The third thing they're getting involved with is looking to syndicate their content on a branded basis and partner with other media companies in order to make money. We're working with ad agencies, and their clients to take content provided by traditional media and redistribute widely.

All of this is happening around RSS. They're looking at ways to blow up their own brand and syndicate it broadly. It's to keep readers on the site but find new ways as it gets syndicated.

Q: Can you offer an example?

One of our customers is the online site of the San Francisco Chronicle, SFGate.com, which has created feeds around specific topics, such as food, travel, organized by editors.

If you think about what that editor has done, they've organized a bunch of content for anyone who has an interest in food and wine that are the most useful, interesting and valuable.

Q: How many RSS feeds do you subscribe to?

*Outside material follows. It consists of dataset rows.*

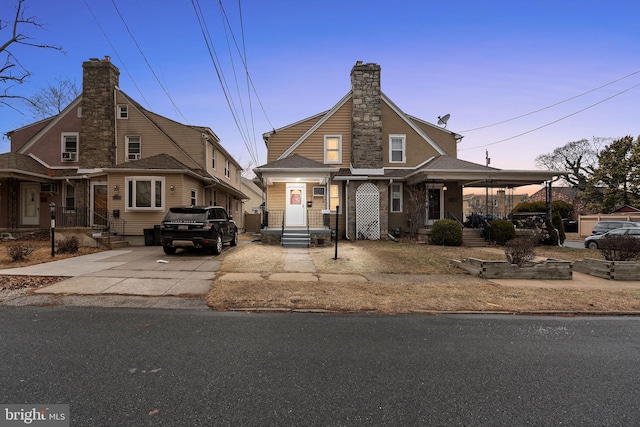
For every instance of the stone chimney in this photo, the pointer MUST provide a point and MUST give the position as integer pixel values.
(366, 117)
(97, 135)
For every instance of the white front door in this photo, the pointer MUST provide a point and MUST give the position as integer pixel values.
(435, 207)
(296, 205)
(30, 205)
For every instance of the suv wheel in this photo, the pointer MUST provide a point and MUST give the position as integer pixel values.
(218, 247)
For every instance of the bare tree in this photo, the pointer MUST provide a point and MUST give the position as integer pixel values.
(15, 32)
(417, 206)
(580, 158)
(51, 100)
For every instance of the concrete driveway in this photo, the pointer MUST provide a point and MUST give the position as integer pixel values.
(144, 270)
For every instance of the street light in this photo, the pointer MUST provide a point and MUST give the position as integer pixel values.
(52, 207)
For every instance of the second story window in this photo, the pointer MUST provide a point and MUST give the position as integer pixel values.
(397, 149)
(134, 147)
(333, 149)
(69, 197)
(69, 147)
(396, 198)
(123, 111)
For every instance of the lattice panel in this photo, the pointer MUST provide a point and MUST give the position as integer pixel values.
(367, 212)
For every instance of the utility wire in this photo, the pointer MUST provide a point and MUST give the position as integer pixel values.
(217, 67)
(553, 122)
(552, 105)
(117, 55)
(147, 62)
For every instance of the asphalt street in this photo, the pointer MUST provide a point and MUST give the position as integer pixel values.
(132, 367)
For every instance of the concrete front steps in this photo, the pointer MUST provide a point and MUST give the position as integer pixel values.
(111, 242)
(472, 238)
(295, 238)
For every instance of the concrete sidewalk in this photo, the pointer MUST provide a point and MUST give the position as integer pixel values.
(147, 271)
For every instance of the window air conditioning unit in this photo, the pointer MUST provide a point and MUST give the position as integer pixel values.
(318, 191)
(48, 188)
(68, 156)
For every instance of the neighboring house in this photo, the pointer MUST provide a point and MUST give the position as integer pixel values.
(365, 157)
(106, 162)
(254, 203)
(499, 204)
(565, 194)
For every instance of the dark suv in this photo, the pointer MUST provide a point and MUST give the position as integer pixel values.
(207, 227)
(604, 226)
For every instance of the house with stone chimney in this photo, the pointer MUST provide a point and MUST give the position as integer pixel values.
(377, 168)
(107, 164)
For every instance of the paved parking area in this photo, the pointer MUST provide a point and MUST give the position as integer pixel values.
(144, 270)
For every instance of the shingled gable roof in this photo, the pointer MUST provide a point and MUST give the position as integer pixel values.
(297, 162)
(328, 114)
(164, 162)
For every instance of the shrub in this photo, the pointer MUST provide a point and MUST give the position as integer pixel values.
(520, 250)
(620, 247)
(446, 232)
(499, 231)
(69, 245)
(19, 251)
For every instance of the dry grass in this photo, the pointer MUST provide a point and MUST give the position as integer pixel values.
(436, 285)
(41, 254)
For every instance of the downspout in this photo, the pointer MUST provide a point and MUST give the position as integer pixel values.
(346, 212)
(115, 123)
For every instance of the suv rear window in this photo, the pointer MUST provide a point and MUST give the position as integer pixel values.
(186, 215)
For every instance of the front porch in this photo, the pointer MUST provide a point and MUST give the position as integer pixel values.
(315, 232)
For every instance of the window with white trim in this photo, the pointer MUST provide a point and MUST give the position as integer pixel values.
(145, 192)
(70, 146)
(334, 197)
(397, 149)
(69, 197)
(333, 148)
(123, 111)
(134, 147)
(396, 197)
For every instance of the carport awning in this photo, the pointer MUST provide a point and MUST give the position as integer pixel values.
(482, 178)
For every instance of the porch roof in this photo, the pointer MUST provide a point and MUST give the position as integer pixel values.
(468, 174)
(16, 165)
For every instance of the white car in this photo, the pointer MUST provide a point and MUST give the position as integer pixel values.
(593, 242)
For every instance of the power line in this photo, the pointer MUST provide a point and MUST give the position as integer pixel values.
(553, 122)
(218, 68)
(552, 105)
(147, 62)
(117, 55)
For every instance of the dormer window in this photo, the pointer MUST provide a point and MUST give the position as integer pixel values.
(69, 147)
(134, 148)
(123, 111)
(333, 148)
(397, 149)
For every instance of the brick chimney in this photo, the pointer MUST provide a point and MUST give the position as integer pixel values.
(366, 117)
(97, 135)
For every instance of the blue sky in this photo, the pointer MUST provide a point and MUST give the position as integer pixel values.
(481, 62)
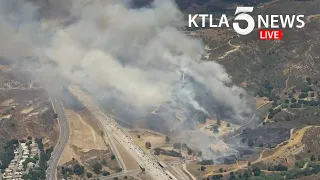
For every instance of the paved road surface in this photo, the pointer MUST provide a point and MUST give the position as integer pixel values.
(62, 141)
(121, 174)
(111, 127)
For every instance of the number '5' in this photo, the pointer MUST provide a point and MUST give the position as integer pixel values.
(244, 17)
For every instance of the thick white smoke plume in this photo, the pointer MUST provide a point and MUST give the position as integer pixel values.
(137, 56)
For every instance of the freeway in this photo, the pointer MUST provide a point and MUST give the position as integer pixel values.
(130, 173)
(110, 126)
(62, 141)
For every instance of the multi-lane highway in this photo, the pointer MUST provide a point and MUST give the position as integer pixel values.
(110, 126)
(62, 141)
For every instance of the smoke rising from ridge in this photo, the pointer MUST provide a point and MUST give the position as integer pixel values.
(136, 56)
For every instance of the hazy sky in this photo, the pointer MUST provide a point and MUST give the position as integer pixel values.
(138, 53)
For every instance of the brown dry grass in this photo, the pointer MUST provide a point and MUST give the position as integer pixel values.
(156, 140)
(128, 160)
(261, 101)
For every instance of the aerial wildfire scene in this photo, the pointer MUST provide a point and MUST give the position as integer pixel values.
(125, 89)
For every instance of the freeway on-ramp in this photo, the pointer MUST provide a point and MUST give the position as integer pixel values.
(62, 141)
(111, 127)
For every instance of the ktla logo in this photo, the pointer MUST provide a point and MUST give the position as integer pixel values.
(272, 23)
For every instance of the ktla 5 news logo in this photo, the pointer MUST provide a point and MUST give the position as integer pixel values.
(263, 21)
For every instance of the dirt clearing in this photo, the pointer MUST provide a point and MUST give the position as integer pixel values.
(82, 135)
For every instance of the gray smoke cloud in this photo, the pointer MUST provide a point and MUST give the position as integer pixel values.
(136, 56)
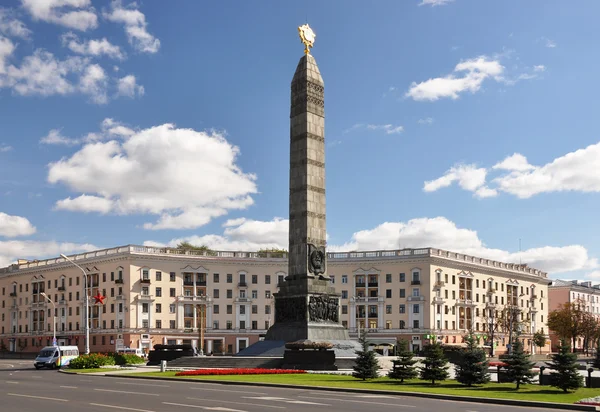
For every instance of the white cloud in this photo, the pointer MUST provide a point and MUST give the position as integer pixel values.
(469, 177)
(242, 235)
(576, 171)
(476, 71)
(11, 26)
(85, 203)
(92, 47)
(135, 26)
(54, 136)
(387, 128)
(94, 83)
(75, 14)
(12, 250)
(127, 86)
(439, 232)
(13, 226)
(141, 175)
(434, 3)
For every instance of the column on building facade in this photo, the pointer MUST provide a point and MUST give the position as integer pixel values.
(380, 313)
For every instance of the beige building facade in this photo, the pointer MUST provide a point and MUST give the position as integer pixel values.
(225, 299)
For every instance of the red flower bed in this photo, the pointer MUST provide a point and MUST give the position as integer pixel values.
(255, 371)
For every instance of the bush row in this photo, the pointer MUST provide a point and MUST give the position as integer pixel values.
(240, 371)
(96, 360)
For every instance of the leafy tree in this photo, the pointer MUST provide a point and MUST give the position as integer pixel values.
(539, 339)
(565, 364)
(519, 366)
(404, 368)
(188, 246)
(472, 368)
(567, 321)
(435, 368)
(366, 365)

I subscribe to about 400. But this is pretty much the only place I go to access news content. I've also got a bunch of keyword search feeds so I really use this as my portal into the conversation on any and every topic that I need to track and am interested in. This is how I access it. I don't have much need to go elsewhere, unless I click on something, but it's much more efficient this way.

Q: When you're getting those feeds, what about the ads that online publishers want you to look at by coming to their site?

Well, when I'm on USA Today I can subscribe to all the same content on the site. That's one way they're addressing it, they're giving me the opportunity to manage my information, my newspaper. They give me the opportunity to do that there.

To the degree I do that, that's more inventory for them, it's more pages for them. But they're also looking at things like inserting ads into the feeds themselves. They're also looking at different models for this, such as syndicating food and wine content from [the San Francisco Chronicle to other places.

It's not just the [newspaper] content they're working with, but all the work the editor's done to round up that information or those articles.

It's all the work the editor has done to find great content. So it might be syndicating an OPML file, or an editor's choice feed, and then finding new ways to make money syndicating that content.

And it may not be ad based. It may be based more on subscription models, or sponsored models. So folks are experimenting with different ways to take the best economic advantage of that because it's so easy to broadly distribute their content now.

But you're right. It is a challenge. The good news is you can have a much broader audience for your content. But if all you do is throw your content out there and syndicate it and let them go, that's not going to help much in the long run.

Most everyone is trying to experiment with new ways of taking advantage of these things. I think everyone's aware that we're at the very early stages of a very different means of interactivity between an individual and content.

We're moving to a world where everyone will get whatever they want and only what they want wherever they want and whenever they want. Traditional intermediaries have got to figure out a way to play in that world and make some money with it.